Since the Dark Tower, whatever it is, is an adult venue, Bessie decides to use her aunts' makeup and Lillian's mother's shoes (since they're the right size) to disguise herself as an adult. Eddie will pretend to be Lillian's mother and ask for Bessie to come over (so the aunts on't wonder where she is) while on the other side of the fence the two families share--when he sings, he has no stutter, and Lillian and her mother have an accent that's "sing-songy." It works, and Bessie slips into the Dark Tower.

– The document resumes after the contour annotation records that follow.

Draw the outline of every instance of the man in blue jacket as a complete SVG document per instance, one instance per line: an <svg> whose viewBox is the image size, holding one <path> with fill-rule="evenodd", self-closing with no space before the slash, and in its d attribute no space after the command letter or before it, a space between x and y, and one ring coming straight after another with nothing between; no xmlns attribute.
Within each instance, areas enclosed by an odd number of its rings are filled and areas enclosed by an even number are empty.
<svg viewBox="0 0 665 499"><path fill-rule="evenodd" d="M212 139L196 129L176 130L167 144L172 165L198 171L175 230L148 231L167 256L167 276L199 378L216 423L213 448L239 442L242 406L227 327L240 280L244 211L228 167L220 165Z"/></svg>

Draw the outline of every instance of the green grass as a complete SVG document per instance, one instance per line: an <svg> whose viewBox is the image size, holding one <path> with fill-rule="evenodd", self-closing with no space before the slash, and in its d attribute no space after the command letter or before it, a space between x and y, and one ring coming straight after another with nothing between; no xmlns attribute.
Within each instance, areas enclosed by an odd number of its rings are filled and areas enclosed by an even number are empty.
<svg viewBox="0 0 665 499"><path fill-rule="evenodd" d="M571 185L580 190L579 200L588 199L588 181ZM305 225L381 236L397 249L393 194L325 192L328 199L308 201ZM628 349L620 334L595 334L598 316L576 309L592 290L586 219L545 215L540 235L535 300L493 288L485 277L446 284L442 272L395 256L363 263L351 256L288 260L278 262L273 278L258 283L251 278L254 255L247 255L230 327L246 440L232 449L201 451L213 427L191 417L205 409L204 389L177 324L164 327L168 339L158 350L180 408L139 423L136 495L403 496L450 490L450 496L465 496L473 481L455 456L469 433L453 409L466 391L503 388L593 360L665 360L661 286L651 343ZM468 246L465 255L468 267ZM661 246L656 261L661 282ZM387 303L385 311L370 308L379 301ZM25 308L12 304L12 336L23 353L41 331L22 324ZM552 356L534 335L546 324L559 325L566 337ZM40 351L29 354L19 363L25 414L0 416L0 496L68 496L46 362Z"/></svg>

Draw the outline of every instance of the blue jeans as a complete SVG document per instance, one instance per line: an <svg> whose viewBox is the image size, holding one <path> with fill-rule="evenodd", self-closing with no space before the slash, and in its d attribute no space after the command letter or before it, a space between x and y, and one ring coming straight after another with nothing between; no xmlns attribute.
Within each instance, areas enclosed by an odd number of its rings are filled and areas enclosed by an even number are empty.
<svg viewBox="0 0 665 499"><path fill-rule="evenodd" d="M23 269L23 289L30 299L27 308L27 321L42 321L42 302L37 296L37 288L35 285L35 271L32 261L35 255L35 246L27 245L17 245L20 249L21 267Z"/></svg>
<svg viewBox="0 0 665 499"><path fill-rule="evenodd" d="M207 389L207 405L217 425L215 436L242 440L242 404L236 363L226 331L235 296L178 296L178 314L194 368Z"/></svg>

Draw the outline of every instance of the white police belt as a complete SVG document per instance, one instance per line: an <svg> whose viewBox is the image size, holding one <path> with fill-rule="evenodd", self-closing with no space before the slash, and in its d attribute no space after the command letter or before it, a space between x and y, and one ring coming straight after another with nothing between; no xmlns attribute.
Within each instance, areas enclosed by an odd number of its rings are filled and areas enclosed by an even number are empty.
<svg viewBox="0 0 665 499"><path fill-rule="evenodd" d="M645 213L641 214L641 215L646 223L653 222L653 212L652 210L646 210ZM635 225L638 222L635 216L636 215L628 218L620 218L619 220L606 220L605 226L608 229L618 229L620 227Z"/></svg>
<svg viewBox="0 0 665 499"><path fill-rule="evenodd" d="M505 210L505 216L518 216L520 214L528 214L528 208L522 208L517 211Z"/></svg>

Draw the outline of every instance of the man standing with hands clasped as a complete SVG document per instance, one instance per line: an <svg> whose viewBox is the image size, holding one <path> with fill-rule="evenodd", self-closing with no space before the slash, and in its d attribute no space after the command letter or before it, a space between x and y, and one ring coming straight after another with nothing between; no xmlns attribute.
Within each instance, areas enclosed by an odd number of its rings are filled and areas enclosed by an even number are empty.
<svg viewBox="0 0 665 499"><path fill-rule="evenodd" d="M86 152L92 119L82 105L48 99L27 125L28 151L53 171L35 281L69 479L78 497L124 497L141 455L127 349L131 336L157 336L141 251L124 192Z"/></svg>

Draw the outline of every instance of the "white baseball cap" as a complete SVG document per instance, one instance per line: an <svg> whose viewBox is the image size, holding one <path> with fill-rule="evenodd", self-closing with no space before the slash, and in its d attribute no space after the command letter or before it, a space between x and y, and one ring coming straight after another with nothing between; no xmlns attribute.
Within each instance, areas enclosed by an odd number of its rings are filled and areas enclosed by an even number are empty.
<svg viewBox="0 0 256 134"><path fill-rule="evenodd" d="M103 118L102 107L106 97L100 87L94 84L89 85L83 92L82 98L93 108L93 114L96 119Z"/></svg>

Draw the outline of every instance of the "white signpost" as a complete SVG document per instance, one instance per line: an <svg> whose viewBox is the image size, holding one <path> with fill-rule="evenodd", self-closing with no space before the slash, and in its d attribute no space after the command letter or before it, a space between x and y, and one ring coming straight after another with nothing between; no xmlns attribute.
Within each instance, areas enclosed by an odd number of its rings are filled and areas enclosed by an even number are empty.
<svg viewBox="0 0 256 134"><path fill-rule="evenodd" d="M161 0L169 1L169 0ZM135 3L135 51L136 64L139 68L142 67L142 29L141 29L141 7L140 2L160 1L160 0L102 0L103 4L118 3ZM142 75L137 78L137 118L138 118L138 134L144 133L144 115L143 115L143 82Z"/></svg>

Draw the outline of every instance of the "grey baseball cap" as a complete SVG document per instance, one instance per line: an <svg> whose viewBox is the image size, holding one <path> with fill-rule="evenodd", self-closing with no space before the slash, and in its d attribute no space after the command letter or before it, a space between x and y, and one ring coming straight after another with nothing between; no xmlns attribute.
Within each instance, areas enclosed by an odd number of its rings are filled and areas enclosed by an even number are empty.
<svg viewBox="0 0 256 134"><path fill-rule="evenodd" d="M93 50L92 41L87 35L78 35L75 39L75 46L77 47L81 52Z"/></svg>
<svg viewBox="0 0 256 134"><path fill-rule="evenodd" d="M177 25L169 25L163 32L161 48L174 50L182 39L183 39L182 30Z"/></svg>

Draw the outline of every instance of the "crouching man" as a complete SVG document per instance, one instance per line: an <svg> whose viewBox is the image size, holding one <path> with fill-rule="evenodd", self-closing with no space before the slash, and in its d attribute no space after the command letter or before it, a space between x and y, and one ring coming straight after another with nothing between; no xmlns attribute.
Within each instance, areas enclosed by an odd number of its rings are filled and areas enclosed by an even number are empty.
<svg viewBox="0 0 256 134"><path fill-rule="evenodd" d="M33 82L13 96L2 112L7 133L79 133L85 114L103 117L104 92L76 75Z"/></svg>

Inside, she finds a fancy social club. After some confusion, it's eventually revealed that her father had been commissioned to paint a Madonna and Child, and he modeled the painting after Bessie (as a baby) and her mother. Tonight is the unveiling, and since Bessie there, the rich woman she'd seen her father with--discussing the painting--gives her the check her father earned. For $3000 (more that $41,500 in 2014). Bessie also learns that her mother has tuberculosis, and her father took Bessie and Eddie away so they wouldn't catch it. Now her mother is on the mend, so he's gone back to nurse until she's fully well. When she's strong enough, she'll join the family in Harlem. Bessie gets these last few details when she arrives at her aunts' house, having been found out. The aunts admit they've kept too much from the children (and the letter was fake, written to try to assuage the children's worries). Now that they know what's really happening, Bessie and Eddie can finally relax and enjoy all that Harlem has to offer.
A Peek into the Past
In the early 1900s, Harlem was known as the "capital of Black America" because so many African-Americans lived there. It became a sort of haven for people escaping prejudice areas. It became a wellspring of cultural advancements, from well-know poets like Langston Hughes to the invention of jazz. Racism still existed, of course. During the time the book takes place, people were very fearful of tuberculosis, a dangerous and very contagious lung disease. White victims of TB were treated in sanatoriums, while black victims languished on sanatorium waiting lists, usually dying before making it in. For this reason, some families hid sick members, making sure they were quarantined and receiving treatment.
Dedicated to "the six siblings of my mother, Annie S. Coleman, who all died of tuberculosis in the days when it was considered a shameful disease. And to Bessie Coral Coble Scott, a high school classmate of mine, who despite an illness in our senior year still graduated with honors. Bessie, you were one of the bravest people I knew in high school!"